Quantcast operates some of the largest custom-developed data processing infrastructure in the world, storing and processing tens of petabytes of data daily. This includes a fault tolerant space efficient distributed file system (QFS
), along with a custom map/reduce implementation that is four times faster than open source alternatives.
Low-probability failures are common occurrences in any system that contains thousands of nodes. The Cluster Services team owns the development and operation of software systems that not only identify problems across the stack (network, hardware, OS, services), but also auto-correct and compensate for them.
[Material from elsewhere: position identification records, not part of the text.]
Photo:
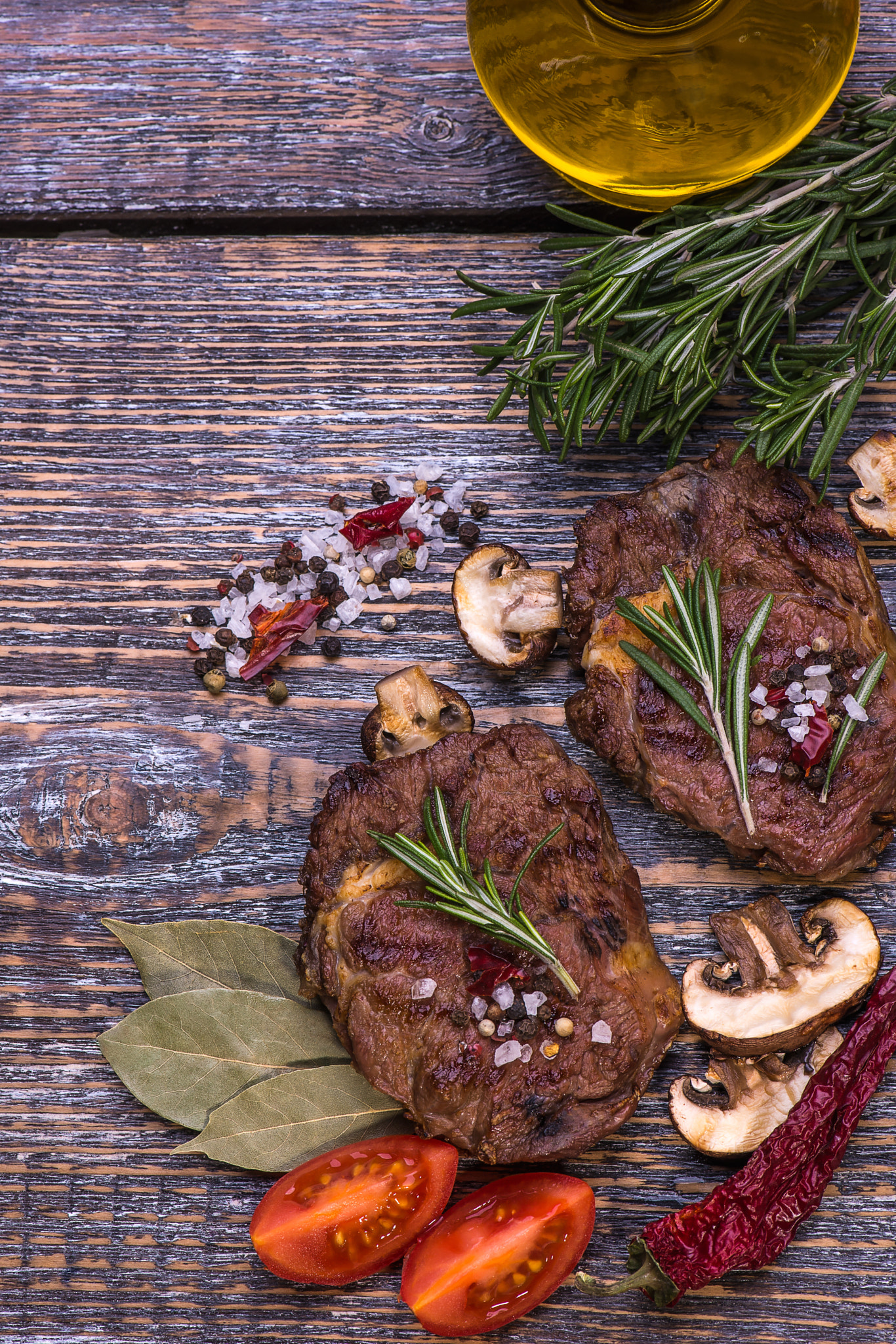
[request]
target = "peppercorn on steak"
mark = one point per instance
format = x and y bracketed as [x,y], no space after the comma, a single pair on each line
[483,1057]
[767,534]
The team also owns a custom resource allocation system that has been used to achieve massive service co-tenancy across the compute infrastructure: scaling the distributed processing and storage platforms to become a highly available service that supports analytics and modeling across the company.
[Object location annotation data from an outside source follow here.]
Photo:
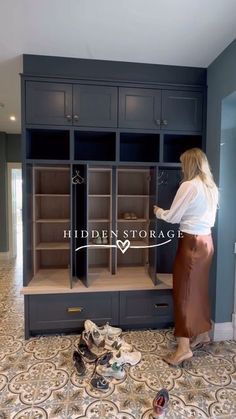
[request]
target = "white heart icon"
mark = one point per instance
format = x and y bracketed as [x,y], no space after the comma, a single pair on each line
[123,246]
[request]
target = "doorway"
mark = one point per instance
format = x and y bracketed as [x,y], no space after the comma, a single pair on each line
[15,211]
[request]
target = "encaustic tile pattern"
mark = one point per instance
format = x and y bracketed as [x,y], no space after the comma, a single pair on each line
[38,378]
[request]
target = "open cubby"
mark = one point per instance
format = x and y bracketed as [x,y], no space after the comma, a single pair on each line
[137,147]
[99,181]
[175,145]
[133,182]
[95,146]
[52,180]
[48,144]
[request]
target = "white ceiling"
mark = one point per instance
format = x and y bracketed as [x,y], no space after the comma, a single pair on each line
[177,32]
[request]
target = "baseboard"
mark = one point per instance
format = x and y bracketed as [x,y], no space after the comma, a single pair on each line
[4,255]
[223,331]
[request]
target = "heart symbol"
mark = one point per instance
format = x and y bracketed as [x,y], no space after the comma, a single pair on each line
[123,246]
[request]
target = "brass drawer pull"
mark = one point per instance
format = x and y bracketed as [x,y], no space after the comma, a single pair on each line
[161,305]
[74,309]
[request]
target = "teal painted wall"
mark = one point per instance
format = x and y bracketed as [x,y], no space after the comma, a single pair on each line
[221,81]
[10,151]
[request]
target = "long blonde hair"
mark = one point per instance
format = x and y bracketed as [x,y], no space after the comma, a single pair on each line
[194,163]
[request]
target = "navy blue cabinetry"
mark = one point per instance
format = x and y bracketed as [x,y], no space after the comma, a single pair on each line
[101,146]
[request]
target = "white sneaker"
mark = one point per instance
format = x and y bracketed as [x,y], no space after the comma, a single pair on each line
[105,330]
[123,357]
[111,370]
[116,344]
The ideal candidate has hands-on experience with large scale distributed systems (HDFS, Hadoop, Cassandra, etc), configuration management (Puppet, Chef), databases (mySQL, PostgreSQL), and Amazon Web Services. They should be comfortable working in an event-driven environment while also developing code that scales the management of our distributed storage and compute platform.
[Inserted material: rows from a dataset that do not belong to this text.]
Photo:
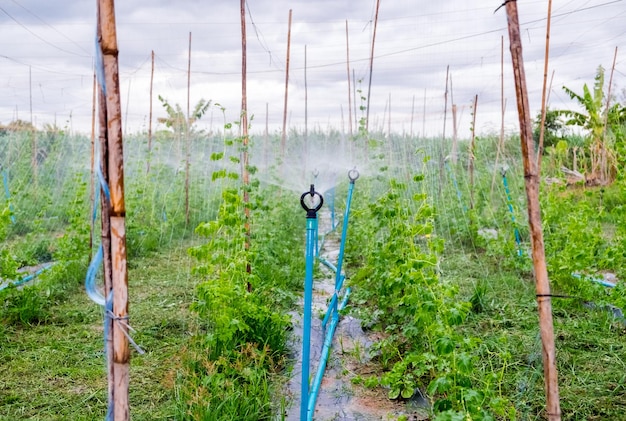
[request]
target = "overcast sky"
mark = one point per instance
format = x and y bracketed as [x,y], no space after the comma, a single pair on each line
[46,59]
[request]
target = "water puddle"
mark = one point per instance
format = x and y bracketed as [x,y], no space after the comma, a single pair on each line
[338,398]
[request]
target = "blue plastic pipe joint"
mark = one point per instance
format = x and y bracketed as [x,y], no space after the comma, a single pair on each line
[311,202]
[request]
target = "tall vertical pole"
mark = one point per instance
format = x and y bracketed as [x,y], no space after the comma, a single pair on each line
[283,139]
[500,141]
[105,222]
[117,211]
[150,115]
[531,175]
[544,88]
[306,112]
[245,175]
[92,181]
[187,134]
[369,85]
[472,154]
[349,88]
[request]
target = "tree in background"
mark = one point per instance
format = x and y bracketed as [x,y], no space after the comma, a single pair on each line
[604,125]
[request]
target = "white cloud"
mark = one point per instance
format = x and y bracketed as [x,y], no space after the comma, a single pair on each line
[45,54]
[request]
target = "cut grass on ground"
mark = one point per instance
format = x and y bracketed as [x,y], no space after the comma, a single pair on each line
[56,370]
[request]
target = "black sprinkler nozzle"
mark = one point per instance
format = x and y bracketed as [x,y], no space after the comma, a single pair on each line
[311,212]
[353,175]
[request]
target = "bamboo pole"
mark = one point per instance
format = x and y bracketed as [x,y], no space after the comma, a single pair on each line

- Mentor and grow the more junior engineers on the team
- Drive operational excellence through automation, monitoring, and incident analysis
- Provide technical input into product roadmaps for the team
- Develop tools that scale the management of the distributed storage and compute platform
- Maintain and enhance the services that support the distributed storage and compute platform
- Work to make our platform more elastic and fault tolerant
- Guide the development of systems that integrate our data centers with Amazon Web Services
- BS in computer science or equivalent experience
- Experience with large scale distributed systems
- Proficiency in one or more programming languages
- Linux system administration/automation experience
- Track record of driving operational excellence
- Excellent communication and interpersonal skills
- Strong written communication and documentation skills
- Organized, detail-oriented personality
Quantcast is a fast-growing, late-stage, pre-IPO startup headquartered in San Francisco with offices around the world. We are committed to creating an inclusive and diverse environment where everyone can confidently be their authentic self.